Testing compression
Written by masteryeti on .gzip-test
Use the following bash-function to test how much percent a file or directory can be compressed with gzip.
gzip-test() (
set -e
if ! [ -e "$1" ]; then echo "error: No such file or directory ($1)."; echo "Usage: gzip-test [path]"; return 1; fi
local _a="$(mktemp)"
trap "rm -f '$_a'" EXIT
find "$1" -type f -exec cat {} \; 2>/dev/null | head -c 1048576 >"$_a"

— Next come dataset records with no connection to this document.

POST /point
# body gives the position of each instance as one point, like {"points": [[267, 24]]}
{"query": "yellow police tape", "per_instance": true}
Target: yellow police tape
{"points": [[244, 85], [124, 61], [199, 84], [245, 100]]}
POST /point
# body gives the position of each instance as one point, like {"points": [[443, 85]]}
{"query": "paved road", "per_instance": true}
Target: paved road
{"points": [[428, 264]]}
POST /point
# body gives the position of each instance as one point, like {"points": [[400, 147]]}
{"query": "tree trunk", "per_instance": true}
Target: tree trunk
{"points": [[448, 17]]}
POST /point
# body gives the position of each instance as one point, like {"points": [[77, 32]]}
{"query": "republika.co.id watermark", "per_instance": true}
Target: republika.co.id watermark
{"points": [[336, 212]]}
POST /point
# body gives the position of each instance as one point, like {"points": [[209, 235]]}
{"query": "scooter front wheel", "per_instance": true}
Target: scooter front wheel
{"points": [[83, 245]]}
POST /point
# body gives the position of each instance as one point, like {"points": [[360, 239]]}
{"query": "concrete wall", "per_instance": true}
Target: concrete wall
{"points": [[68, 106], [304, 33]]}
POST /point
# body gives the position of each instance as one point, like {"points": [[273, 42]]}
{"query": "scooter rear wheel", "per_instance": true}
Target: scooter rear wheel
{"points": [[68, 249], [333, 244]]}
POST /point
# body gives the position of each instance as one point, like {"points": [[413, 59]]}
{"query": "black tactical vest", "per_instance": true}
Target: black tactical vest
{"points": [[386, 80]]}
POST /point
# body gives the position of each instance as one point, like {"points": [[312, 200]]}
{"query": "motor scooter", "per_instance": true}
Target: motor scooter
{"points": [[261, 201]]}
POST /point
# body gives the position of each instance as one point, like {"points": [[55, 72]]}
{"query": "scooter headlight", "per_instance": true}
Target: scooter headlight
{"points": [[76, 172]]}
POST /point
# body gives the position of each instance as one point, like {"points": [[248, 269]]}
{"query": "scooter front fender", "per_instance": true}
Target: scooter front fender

local _b="$(cat "$_a" | wc -c)"
local _c="$(gzip -c "$_a" | wc -c)"
echo "$((100 * (_b - _c) / _b))%"
)
Usage:
gzip-test [path]
This takes the first megabyte of the file or directory, and compresses it with gzip. Then it returns the percentage in which the data could be compressed. Note that for archives such as tar, there is a 512 byte blocksize, and additionally stores paths and attributes, which can influence the result. A high percentage indicates a lot of predictable patterns, a low percentage indicates a higher entropy (less patterns).
Limitation
When used on a directory, it could be that the first megabyte consists of plain text files with natural language which is very easy to compress, followed by a large movie file that cannot be compressed any further by gzip. In this case, the result will be highly incorrect. When using on a directory, it will only be accurate when all of the files are either small (KiB size) or similar.
Testing gzip-test
head -c 10 /dev/urandom >/tmp/test-random; gzip-test /tmp/test-random
-350%
head -c 100 /dev/urandom >/tmp/test-random; gzip-test /tmp/test-random
-38%
head -c 1000 /dev/urandom >/tmp/test-random; gzip-test /tmp/test-random
-3%
head -c 10000 /dev/urandom >/tmp/test-random; gzip-test /tmp/test-random
0%
head -c 100000000 /dev/urandom >/tmp/test-random; gzip-test /tmp/test-random
0%
head -c 10 /dev/zero >/tmp/test-zero; gzip-test /tmp/test-zero
-280%
head -c 100 /dev/zero >/tmp/test-zero; gzip-test /tmp/test-zero
61%
head -c 1000 /dev/zero >/tmp/test-zero; gzip-test /tmp/test-zero
95%
head -c 10000 /dev/zero >/tmp/test-zero; gzip-test /tmp/test-zero
99%
head -c 100000000 /dev/zero >/tmp/test-zero; gzip-test /tmp/test-zero
99%